[isaacfrond]

The number you are looking for is e^(sqrt(163) pi). According to Wikipedia:

In a 1975 April Fool article in Scientific American magazine,[8] "Mathematical Games" columnist Martin Gardner made the hoax claim that the number was in fact an integer, and that the Indian mathematical genius Srinivasa Ramanujan had predicted it – hence its name.

It is not an integer of course.

[toth]

Actually `e^(sqrt(n) pi)` is very close to being an integer for a couple of different `n`s, including 67 and 163. For 163 it's much closer to an integer, but for 67 you get something you can easily check in double precision floats is close to an integer, so I thought it worked better as a joke answer :)

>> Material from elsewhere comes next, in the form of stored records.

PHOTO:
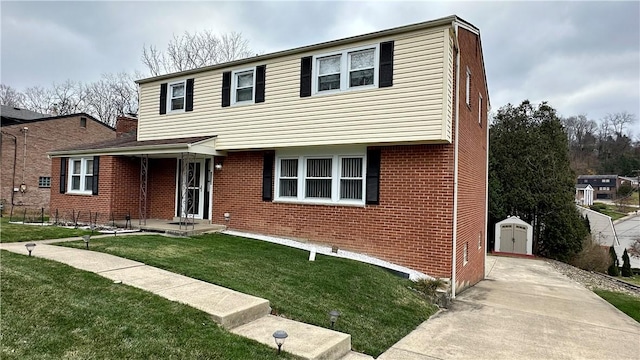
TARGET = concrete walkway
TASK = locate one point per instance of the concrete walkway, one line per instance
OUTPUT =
(242, 314)
(523, 310)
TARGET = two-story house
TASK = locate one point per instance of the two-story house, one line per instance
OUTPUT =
(26, 138)
(375, 143)
(604, 186)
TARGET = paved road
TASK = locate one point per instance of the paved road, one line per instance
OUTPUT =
(627, 231)
(523, 310)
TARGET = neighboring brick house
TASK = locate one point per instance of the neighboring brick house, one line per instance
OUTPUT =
(375, 144)
(26, 170)
(604, 186)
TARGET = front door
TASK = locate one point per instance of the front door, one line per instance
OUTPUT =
(193, 180)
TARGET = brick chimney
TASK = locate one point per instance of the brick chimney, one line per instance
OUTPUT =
(126, 125)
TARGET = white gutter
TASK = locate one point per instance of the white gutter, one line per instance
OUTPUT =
(455, 161)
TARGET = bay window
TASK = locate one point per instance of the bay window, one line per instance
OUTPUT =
(321, 178)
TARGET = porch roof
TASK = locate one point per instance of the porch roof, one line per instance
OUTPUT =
(128, 145)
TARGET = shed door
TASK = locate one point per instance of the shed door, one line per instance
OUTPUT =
(520, 239)
(506, 238)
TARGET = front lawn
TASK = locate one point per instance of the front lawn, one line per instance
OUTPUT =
(53, 311)
(628, 304)
(18, 232)
(378, 308)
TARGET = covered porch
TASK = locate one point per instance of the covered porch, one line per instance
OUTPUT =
(157, 185)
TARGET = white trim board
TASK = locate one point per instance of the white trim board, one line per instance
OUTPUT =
(326, 250)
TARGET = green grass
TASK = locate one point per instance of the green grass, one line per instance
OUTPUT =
(18, 232)
(377, 307)
(53, 311)
(628, 304)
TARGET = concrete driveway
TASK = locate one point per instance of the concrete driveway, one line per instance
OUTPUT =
(523, 310)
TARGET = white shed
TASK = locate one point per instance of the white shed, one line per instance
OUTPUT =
(514, 236)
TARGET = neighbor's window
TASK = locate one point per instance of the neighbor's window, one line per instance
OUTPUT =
(330, 178)
(243, 84)
(348, 69)
(81, 175)
(44, 181)
(176, 96)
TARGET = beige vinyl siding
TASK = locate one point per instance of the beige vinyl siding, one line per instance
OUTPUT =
(411, 110)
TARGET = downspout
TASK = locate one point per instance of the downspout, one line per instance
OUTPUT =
(455, 161)
(15, 158)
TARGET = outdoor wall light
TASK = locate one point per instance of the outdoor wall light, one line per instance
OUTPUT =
(333, 317)
(30, 247)
(86, 239)
(279, 337)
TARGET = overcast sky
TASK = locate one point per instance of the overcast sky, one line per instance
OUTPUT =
(581, 57)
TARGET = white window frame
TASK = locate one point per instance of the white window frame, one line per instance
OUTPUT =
(170, 96)
(44, 181)
(234, 86)
(468, 88)
(83, 176)
(345, 61)
(336, 162)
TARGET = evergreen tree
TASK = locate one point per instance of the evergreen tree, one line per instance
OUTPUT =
(530, 176)
(613, 268)
(626, 264)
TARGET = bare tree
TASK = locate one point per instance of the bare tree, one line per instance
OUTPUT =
(191, 51)
(10, 96)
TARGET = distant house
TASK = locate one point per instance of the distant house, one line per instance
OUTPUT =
(584, 194)
(27, 136)
(375, 144)
(604, 186)
(633, 181)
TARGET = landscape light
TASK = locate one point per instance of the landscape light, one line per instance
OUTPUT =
(30, 247)
(86, 239)
(333, 317)
(279, 336)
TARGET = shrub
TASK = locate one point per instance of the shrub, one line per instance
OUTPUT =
(592, 257)
(626, 265)
(613, 268)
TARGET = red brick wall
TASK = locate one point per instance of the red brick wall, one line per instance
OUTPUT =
(42, 136)
(472, 154)
(412, 226)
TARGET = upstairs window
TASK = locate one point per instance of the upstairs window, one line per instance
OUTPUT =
(346, 70)
(176, 96)
(243, 85)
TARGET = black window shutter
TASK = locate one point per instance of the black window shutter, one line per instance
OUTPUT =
(189, 96)
(267, 176)
(260, 80)
(305, 76)
(373, 177)
(163, 98)
(226, 88)
(63, 175)
(385, 76)
(96, 174)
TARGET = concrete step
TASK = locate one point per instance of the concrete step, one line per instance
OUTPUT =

FYI, the reason you get these almost integers is related to the `n`s being Heegner numbers, see https://en.wikipedia.org/wiki/Heegner_number.

[Someone]

> The number you are looking for is e^(sqrt(163) pi) […] It is not an integer of course.

Of course? I’m not aware that we have some theorem other than “we computed it to lots of decimals, and it isn’t an integer” from which that follows.

[less_less]

It's not really "of course", and I don't think we have such a theorem in general. But in this case, I believe the fact that it's not an integer follows from the same theorem that says it's very close to an integer. See eg https://math.stackexchange.com/questions/4544/why-is-e-pi-sq...

Basically e^(sqrt(163)*pi) is the leading term in a Laurent series for an integer, and the other (non-integer) terms are really small but not zero.